Late last week, Beijing made it clear that if anyone “dares to split Taiwan from China, the Chinese Army will definitely not hesitate to start a war no matter the cost”.
The president of Taiwan’s Legislative Assembly, You Si Kun, has warned that his country would not hesitate to use supersonic cruise missiles should China invade the island.
The missile’s newer variant reportedly has an extended range of 1,200 miles (1,900 km), which means it could theoretically strike Beijing, which is located roughly 1,150 miles (1,800 km) from Taiwan.
The Legislative Assembly president also invoked Russia’s on-going special operation in Ukraine, promising fierce resistance.
“The [Chinese Community Party] must cross the Taiwan Strait to attack Taiwan, which is different from Russia’s attack on Ukraine. If you want to land, you will fight on the beachhead. If the landing is successful, everyone in Taiwan must be as determined to die as [in] Ukraine. Go out and never let China swallow Taiwan”, he asserted.
You’s words come after Washington backed Taipei’s assertion that the Taiwan Strait, which separates the island from China, is an international waterway.
Speaking to Reuters on Tuesday, US State Department spokesman Ned Price argued that “the Taiwan Strait is an international waterway, meaning that the Taiwan Strait is an area where high seas freedoms, including freedom of navigation and over-flight, are guaranteed under international law”.
Price reiterated Washington’s concerns over Beijing’s “aggressive rhetoric and coercive activity regarding Taiwan”, pledging that the US “would continue to fly, sail and operate wherever international law allows, and that includes transiting through the Taiwan Strait”.
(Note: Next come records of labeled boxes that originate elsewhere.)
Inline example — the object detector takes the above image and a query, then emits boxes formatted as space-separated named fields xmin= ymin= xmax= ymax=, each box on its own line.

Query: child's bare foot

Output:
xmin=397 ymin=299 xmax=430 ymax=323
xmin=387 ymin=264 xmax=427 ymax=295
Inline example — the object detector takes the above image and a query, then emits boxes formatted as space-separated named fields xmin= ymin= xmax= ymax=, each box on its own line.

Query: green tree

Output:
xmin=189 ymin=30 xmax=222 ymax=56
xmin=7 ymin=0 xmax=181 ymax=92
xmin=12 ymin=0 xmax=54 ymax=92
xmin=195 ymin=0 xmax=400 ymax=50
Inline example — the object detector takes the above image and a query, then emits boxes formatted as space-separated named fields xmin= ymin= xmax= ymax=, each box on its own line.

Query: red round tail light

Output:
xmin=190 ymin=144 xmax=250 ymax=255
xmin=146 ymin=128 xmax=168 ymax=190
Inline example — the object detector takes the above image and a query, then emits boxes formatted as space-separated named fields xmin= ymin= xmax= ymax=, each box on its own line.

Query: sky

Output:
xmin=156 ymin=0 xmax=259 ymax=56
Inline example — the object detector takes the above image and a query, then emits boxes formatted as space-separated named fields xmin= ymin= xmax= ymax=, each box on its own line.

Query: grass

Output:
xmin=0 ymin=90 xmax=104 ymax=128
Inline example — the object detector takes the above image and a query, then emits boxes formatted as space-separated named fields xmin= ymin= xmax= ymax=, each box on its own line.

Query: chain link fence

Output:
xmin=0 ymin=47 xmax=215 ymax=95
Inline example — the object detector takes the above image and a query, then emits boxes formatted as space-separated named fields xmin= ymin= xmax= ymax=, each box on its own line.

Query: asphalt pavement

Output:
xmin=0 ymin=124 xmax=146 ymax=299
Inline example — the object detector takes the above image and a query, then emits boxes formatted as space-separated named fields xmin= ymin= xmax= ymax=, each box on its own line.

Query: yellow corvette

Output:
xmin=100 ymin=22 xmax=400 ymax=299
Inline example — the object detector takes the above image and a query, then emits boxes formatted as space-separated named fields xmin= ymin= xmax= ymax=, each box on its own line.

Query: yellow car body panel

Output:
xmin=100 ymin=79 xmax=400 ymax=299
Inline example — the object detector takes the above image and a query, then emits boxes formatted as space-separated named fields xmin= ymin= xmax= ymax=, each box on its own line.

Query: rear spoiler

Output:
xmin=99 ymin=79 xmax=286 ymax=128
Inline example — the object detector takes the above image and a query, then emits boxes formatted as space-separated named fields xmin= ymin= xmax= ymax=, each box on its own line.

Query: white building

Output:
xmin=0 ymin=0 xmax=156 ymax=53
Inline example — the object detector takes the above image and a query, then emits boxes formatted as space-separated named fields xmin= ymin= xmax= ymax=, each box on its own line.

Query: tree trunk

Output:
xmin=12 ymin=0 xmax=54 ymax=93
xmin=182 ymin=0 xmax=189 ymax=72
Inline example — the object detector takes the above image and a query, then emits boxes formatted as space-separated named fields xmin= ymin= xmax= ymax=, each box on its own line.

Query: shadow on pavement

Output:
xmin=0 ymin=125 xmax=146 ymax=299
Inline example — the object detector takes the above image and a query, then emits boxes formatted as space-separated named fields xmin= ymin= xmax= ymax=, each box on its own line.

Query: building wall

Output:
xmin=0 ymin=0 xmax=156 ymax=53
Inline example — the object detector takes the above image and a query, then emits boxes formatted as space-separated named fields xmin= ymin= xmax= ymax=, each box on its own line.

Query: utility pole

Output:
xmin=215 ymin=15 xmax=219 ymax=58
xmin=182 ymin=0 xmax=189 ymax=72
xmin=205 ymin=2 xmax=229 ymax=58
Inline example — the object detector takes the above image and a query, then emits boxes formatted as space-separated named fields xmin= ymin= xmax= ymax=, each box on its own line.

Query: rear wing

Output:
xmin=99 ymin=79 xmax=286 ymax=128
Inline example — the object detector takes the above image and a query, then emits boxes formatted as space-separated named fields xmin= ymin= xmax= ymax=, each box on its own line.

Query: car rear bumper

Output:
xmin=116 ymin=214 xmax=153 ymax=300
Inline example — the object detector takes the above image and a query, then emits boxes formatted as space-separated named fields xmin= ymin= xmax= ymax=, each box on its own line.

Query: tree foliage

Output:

His remarks came in response to the Chinese Foreign Ministry arguing that it has sovereign and administrative rights to the Taiwan Strait on Monday.
Beijing spokesman Wang Wenbin insisted that the Taiwan Strait fell within China’s territorial waters and exclusive economic zone as defined by the UN Convention on the Law of the Sea (UNCLOS) and domestic law.
Taiwan, officially known as the Republic of China (ROC), severed all ties with mainland China in 1949 in the wake of the Chinese Civil War, in which Mao Zedong’s communist forces of the People’s Republic of China (PRC) defeated the Kuomintang nationalists and forced them to flee to the island.
With both the ROC and the PRC claiming to be the legitimate government, the UN recognised the PRC as the one and only legal Chinese representative in 1971. China considers Taiwan an integral part of the PRC, sticking to a policy of peaceful reunification under a “One China – Two Systems” model.
Although the US does not have formal diplomatic relations with Taiwan, Washington maintains a representative office in Taipei and remains the island’s biggest supplier of military hardware.
Tensions are fuelled, however, by the US repeatedly sending warships to the Taiwan Strait, with Beijing dubbing such missions provocations and slamming Washington as “the destroyer of peace and stability” and “a security risk creator” in the region.